Soundview Executive Book Summaries


Apple’s iBooks Author: Will It Work for Business?

Last week I wrote about the (then) upcoming Apple announcement and their foray into education. Well, now everyone has heard the details about Apple’s plans for textbooks and it’s really a mixed-bag.

On the plus side, Apple is offering a free software package for building interactive textbooks. The features that can be used with a book include templates by subject, drag and drop for images, video and slides, integration of widgets in Java or HTML5, and the auto-creation of a glossary of terms.

For users of the books the features are also quite impressive, including highlighting with the swipe of a finger, note taking which can be turned into study cards and communication with instructors for assignments and progress, plus of course the enjoyment of interactive media.

But there are negatives, and these began hitting the blog-waves within minutes after the presentation at the Guggenheim museum. First is the cost factor. These interactive books can only be viewed on an iPad, so every student will need one. And the books must be purchased through the iBook store. The second negative is the resulting control issue. The books are not in a pure ePub format so they can’t be used on other devices or platforms. And the agreement you sign when using their software states that the books can only be sold in the iBooks store, although they can be given away free in other venues.

So what does all of this mean for business authors and publishers? I think it still opens up a great new venue for selling business books.

Regarding the plus side above, these features open up a whole new avenue for education and training in the corporate world. To have books that are interactive, with audio, video, slides and other tools integrated into the e-books, will be great for engaging employees at all levels. And the potential for interaction with trainers or managers around the content is equally beneficial.

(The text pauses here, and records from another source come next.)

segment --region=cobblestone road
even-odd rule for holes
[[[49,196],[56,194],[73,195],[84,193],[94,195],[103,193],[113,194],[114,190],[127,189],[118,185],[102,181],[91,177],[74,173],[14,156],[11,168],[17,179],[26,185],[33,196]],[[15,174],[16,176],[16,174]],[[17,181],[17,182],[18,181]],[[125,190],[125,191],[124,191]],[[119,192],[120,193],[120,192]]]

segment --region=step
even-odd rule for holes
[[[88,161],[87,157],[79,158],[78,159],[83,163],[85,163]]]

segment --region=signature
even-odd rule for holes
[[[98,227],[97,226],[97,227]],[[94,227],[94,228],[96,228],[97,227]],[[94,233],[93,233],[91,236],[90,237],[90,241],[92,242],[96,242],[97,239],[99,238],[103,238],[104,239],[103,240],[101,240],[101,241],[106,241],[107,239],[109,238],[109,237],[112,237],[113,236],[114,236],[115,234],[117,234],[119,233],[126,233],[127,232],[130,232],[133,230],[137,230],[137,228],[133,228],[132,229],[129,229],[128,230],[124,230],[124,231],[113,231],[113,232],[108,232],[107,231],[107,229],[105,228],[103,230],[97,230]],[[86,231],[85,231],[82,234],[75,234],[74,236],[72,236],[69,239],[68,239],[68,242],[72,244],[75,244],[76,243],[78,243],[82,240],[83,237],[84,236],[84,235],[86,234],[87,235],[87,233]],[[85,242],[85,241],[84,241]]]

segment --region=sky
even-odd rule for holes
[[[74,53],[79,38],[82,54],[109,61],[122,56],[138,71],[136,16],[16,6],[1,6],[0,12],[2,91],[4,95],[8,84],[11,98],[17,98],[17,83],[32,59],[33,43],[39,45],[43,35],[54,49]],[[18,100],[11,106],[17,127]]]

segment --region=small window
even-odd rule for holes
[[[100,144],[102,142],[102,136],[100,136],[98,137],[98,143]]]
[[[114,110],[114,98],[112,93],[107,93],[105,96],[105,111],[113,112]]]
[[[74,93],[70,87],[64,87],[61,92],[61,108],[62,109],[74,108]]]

As far as the negative issues go, these are less limiting in business than in education. Companies can afford to buy the devices needed to distribute training materials, and can purchase through the iBooks store if necessary, although I expect that some bulk discounting will be available. I would however suggest having a lawyer look at the iBooks Author agreement.

Business authors and publishers should be on the front edge of this new development because there is the potential to sell a lot more books and to get new business concepts into the hands of many more people in a dynamic new format. Let me know if you hear of any business authors taking advantage of the iBooks Author software.